Are they a useful addition to your workstation?

Do you get accurate cuts and bends?

Is it worth the outlay?

Thanks in advance.


----------



## David Leech (Dec 9, 2008)

I have a 3 in 1 unit, made in China.
It was not that expensive from what I recall.
It does none of the three things very well, in fact I haven't used it recently at all.
I would try and find someone who has one and see if you can try it out first.
Cheers,
David Leech, Delta, Canada


----------



## Semper Vaporo (Jan 2, 2008)

Several years ago, I went looking for one of these things and there were several available from different vendors, and they all were different colors, but obviously made from the same plans and probably by the same factory. There were LOTS of warnings on-line about how lousy they were. Even Micro-Mark's version was bad-mouthed badly! They disappeared from their catalog for a while and then came back and they looks lots better in the images in the catalog and it seems the customer reviews improved a lot. By that time, I was no longer interested in obtaining one so I never bought one. I think I would trust Micro-Mark more than any of the other vendors!


----------



## denray (Jan 5, 2008)

Scott ,what gauge are you wanting to work with?
if you max out the machines material capacity you will not be happy
on most of that type equipment if max is 16 gauge mild steel and you stay with a max of 20
it will give pretty good results.
i have two different 12" brakes from grizzly, works great on thinner material and aluminum.
my shear is a better brand, works very well, I have a 18" grizzly roller, it works fine, but i don't max them out either.
Fortunately for me i also have all the needed steel fab equipment in the large size, 10foot x 1/4" shear
150 ton 12 foot press brake, and 6 other hydraulic and hand brakes, so if i need heavy material to cut 
i got the ability for that.
Like all equipment if you max it out all the time it will shorten its life, 
good luck
Dennis


----------



## Scott (Jan 29, 2008)

I'm working in 1:24 scale, and will be using brass / aluminium. I need something decent to cut and bend shapes to specific sizes. I've seen some of the Chinese built machines and read the reviews, so am aware of the shortcomings. 

My options are this: 
1. Get a all in one machine.
2. Buy separate metal working machines.

Before I lay my money down I want to be sure the unit I purchase will be right. Having bought some tools previously and found the work quality is much much lower than the money spent.


----------



## placitassteam (Jan 2, 2008)

I use a paper cutter to cut .010 brass, aluminum and up to .030 styrene. I don't have a brake or roller. Anything I use my band saw.


----------



## Kovacjr (Jan 2, 2008)

Buy a separate machine for what you need. All the 3 in 1 have major drawbacks.

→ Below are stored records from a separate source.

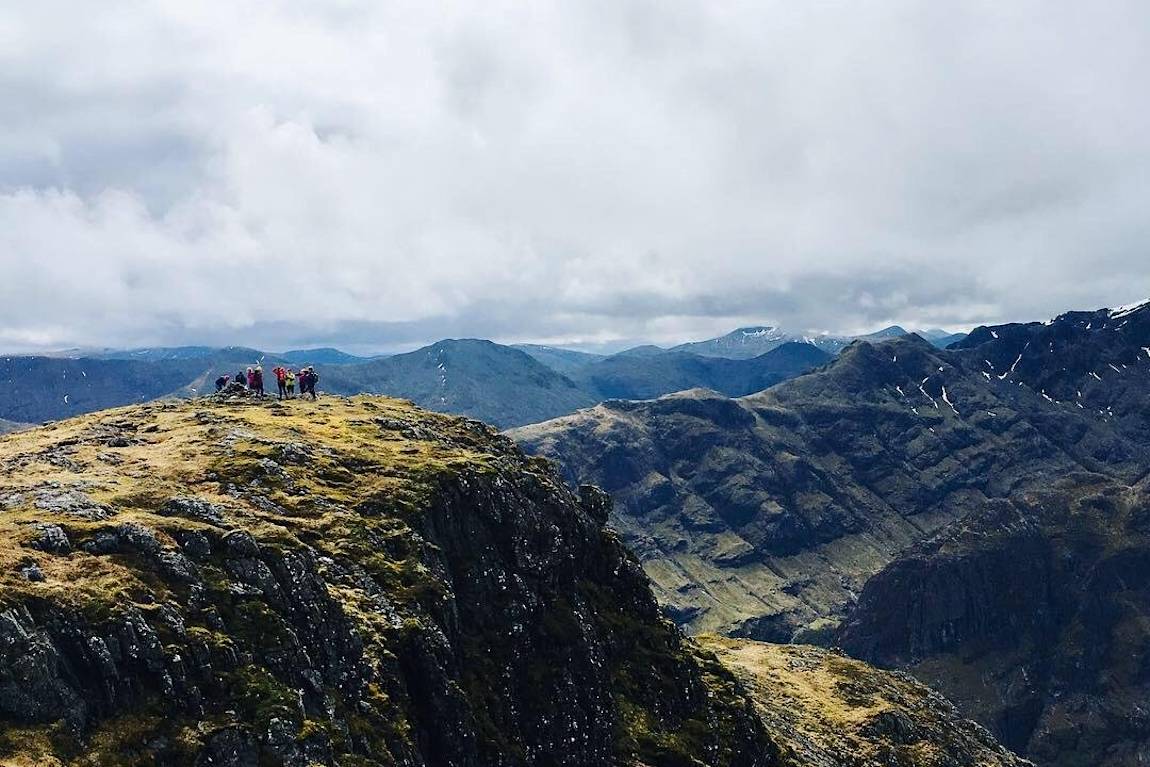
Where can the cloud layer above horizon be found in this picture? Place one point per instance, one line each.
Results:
(378, 175)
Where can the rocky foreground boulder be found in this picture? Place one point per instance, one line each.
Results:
(239, 582)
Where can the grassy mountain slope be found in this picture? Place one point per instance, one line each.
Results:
(628, 376)
(765, 515)
(560, 360)
(487, 381)
(827, 710)
(347, 582)
(973, 514)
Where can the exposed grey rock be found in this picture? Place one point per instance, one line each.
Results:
(51, 538)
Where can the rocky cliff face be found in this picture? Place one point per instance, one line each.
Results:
(349, 582)
(975, 515)
(1034, 616)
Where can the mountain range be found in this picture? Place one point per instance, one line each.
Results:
(237, 582)
(976, 515)
(504, 385)
(499, 384)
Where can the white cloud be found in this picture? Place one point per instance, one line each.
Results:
(386, 173)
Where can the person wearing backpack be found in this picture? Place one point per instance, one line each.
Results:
(281, 381)
(308, 380)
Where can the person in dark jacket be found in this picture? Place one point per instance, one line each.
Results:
(281, 381)
(307, 381)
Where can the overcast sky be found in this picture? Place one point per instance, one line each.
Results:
(376, 175)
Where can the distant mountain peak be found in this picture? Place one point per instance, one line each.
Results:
(1128, 309)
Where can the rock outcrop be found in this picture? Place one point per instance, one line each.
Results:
(343, 582)
(828, 711)
(975, 515)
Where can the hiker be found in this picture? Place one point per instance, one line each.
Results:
(307, 380)
(281, 381)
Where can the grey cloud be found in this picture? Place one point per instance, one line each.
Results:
(376, 175)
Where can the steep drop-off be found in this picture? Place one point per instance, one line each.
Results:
(975, 515)
(349, 582)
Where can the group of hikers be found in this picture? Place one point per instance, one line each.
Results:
(286, 378)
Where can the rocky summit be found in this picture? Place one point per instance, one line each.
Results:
(240, 582)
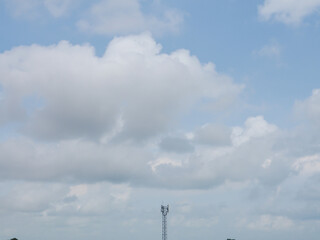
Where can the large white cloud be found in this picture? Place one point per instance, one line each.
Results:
(66, 91)
(288, 11)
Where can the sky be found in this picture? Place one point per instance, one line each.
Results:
(110, 108)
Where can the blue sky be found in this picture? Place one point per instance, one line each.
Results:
(110, 108)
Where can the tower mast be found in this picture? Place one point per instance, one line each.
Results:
(164, 211)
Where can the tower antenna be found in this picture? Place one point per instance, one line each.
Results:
(164, 211)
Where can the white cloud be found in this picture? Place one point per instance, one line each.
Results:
(255, 127)
(268, 222)
(84, 96)
(310, 108)
(111, 17)
(270, 50)
(288, 11)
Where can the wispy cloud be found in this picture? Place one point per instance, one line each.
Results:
(288, 11)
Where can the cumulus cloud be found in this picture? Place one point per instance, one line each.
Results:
(81, 95)
(110, 17)
(288, 11)
(270, 50)
(310, 108)
(268, 222)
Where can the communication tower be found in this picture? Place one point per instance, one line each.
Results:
(164, 211)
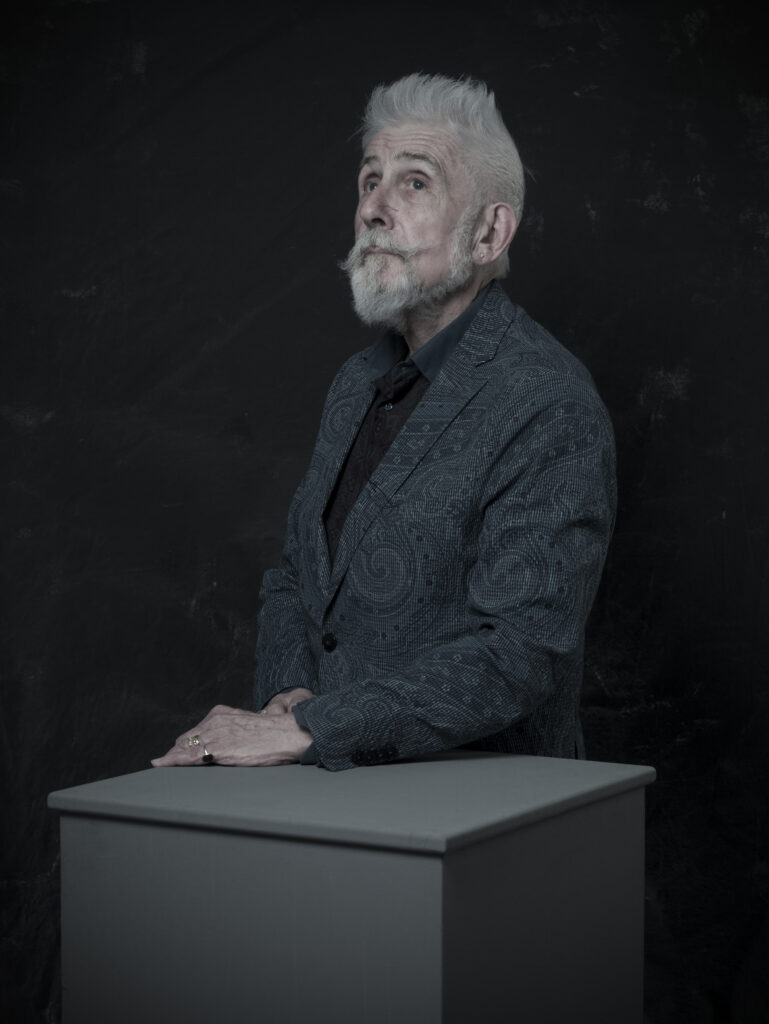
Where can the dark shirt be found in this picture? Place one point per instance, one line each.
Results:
(400, 382)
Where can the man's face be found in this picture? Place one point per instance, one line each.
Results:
(413, 223)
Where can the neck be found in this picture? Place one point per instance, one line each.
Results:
(420, 326)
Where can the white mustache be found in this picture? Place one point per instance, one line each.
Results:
(375, 239)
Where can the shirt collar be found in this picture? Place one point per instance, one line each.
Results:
(391, 347)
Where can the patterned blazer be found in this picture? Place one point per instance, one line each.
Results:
(455, 610)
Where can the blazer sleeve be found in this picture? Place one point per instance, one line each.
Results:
(546, 516)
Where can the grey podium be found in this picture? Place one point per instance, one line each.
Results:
(463, 888)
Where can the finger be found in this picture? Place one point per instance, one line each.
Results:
(273, 708)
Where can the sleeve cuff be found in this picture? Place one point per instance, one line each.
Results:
(310, 755)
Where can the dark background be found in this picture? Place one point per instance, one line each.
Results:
(176, 185)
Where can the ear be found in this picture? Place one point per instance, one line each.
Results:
(495, 232)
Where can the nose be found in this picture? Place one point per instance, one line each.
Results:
(374, 208)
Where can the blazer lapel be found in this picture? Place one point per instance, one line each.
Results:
(459, 380)
(344, 422)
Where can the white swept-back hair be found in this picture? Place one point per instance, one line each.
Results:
(467, 108)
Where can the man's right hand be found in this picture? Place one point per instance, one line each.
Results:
(284, 702)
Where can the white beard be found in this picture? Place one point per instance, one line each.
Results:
(384, 298)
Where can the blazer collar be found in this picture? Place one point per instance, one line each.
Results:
(459, 380)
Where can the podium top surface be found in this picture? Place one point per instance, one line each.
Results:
(433, 806)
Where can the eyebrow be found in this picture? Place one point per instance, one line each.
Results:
(407, 155)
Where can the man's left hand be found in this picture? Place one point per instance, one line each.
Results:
(235, 736)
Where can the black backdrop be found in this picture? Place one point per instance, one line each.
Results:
(176, 185)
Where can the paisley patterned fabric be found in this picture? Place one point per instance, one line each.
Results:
(455, 610)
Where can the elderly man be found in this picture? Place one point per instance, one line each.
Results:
(445, 544)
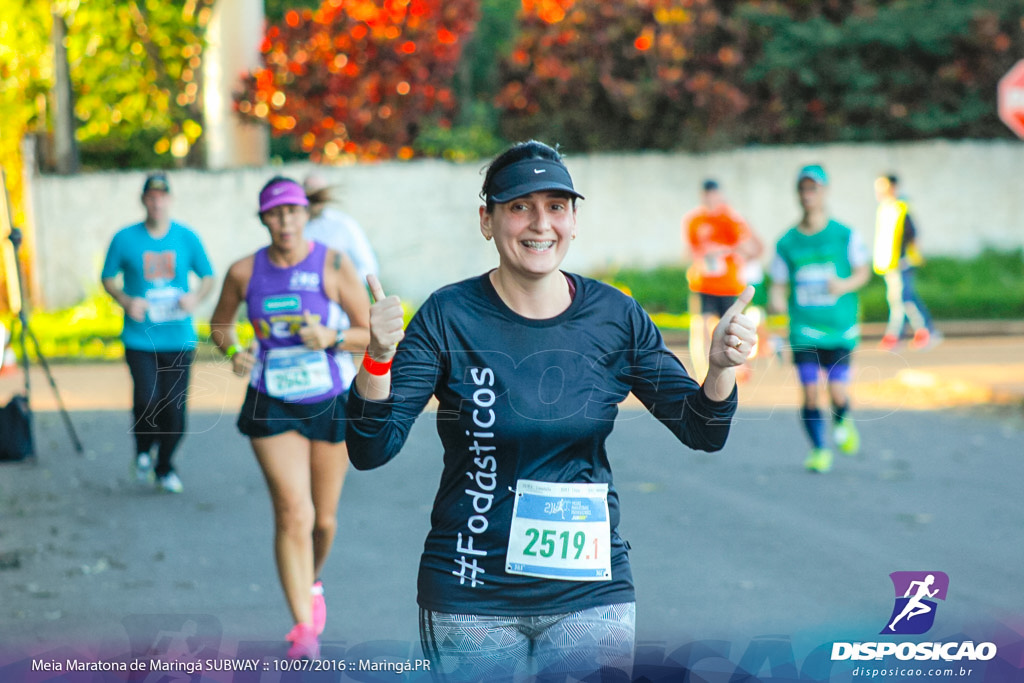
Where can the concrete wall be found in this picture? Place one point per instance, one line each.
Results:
(422, 216)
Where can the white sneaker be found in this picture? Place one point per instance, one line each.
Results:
(170, 483)
(142, 468)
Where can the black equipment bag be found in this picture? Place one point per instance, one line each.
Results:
(15, 430)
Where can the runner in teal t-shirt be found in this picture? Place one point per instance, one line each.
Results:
(819, 265)
(155, 259)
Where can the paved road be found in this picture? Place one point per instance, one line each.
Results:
(730, 546)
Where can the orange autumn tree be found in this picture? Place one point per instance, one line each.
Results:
(357, 79)
(625, 75)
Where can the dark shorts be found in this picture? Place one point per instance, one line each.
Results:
(810, 360)
(715, 304)
(263, 416)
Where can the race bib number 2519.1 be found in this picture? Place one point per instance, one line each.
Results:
(560, 530)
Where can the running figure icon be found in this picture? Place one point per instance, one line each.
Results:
(914, 606)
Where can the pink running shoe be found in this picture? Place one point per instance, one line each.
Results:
(304, 643)
(320, 608)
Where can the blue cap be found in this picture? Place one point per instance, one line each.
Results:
(815, 173)
(157, 182)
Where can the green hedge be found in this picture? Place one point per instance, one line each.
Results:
(986, 287)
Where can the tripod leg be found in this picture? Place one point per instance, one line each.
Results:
(53, 385)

You will be a lot happier with a better separate unit. Look for used ones locally.

I know her in the US, there are a lot of options. I'm sure some of the same American units are there near you too. Maybe ask a few of the builders like Brian Wilson, Gordon Watson. Then may even of something around.

For my shear I have a Diarco 12" I started with a 6" and it ended up too small. But this brand is good up to 16ga steel. I have a smaller 12" roller, Jet makes a nice small one too for under 200.00. For a small brake, well that's a hard one. Grizzly makes one G0556. I'm sure that there are AU brand knockoffs of the same Chinese build.


----------



## Scott (Jan 29, 2008)

I've looked at both stand alone and combo units. The brass thickness is 1 - 1.6mm of the sheets I want to use and accuracy is definitely a big factor. As I'd like to make my own L & C channel a brake that can handle up 600mm is ideal - even looked at making my own to cope with a limited budget.

So I'm now leaning more towards stand alone units, this option is looking better the more I research. Thank you for your input.


----------